The Black-Scholes model was used to calculate a theoretical call and put price using the five key determinants of an option's price: stock price, strike price, volatility, time to expiration, and short-term (risk free) interest rate.

The workload is an execution of approximately 300,000 iterations of Monte Carlo simulation using the Black-Scholes basic option pricing formula in Microsoft Excel 2010. In addition, the workload uses Excel lookup functions to compare the put price from the model with the historical market price for 50,000 rows to understand the convergence. The input file is a ~70 MB spreadsheet.

Unfortunately, AMD processors never perform very well in Excel and we found that the AMD E-350 was 31% slower than the Atom 330, which largely contradicts what we have seen in the previous tests.

Our custom WinRAR test is broken into two different tests. One measures the time it takes to compress a single large audio/video file, while the other measures how long it takes to compress a small program containing multiple files.

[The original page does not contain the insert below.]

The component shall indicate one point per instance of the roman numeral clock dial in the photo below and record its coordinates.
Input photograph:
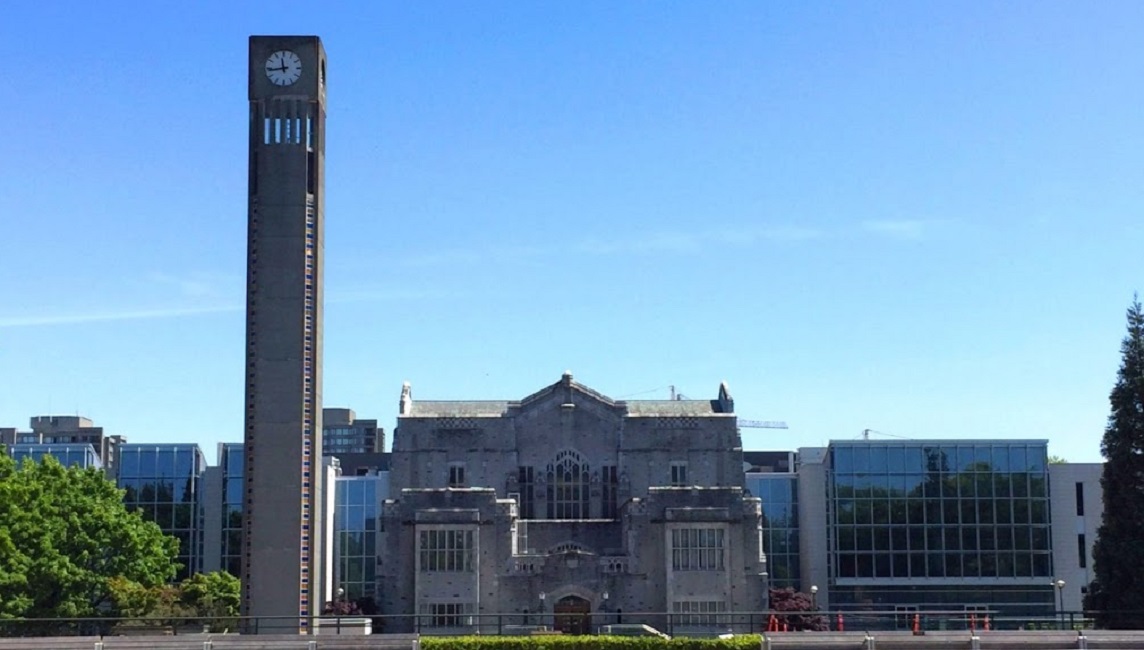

Both the AMD E-350 and Intel Atom 330 processors are considerably slower than the more power hungry Core i3 mobile and Phenom II X2 desktop processors in this test. When compared to the Atom 330, the AMD E-350 was 11% faster in our large single file test and 22% faster in the multiple file program test.

Using an 88-megapixel image in Adobe Photoshop CS5, we applied the radial blur filter and measured the time it took each processor to complete the task. The AMD E-350 again appears to be at a disadvantage here, as we found it to be 14% slower than the Atom 330.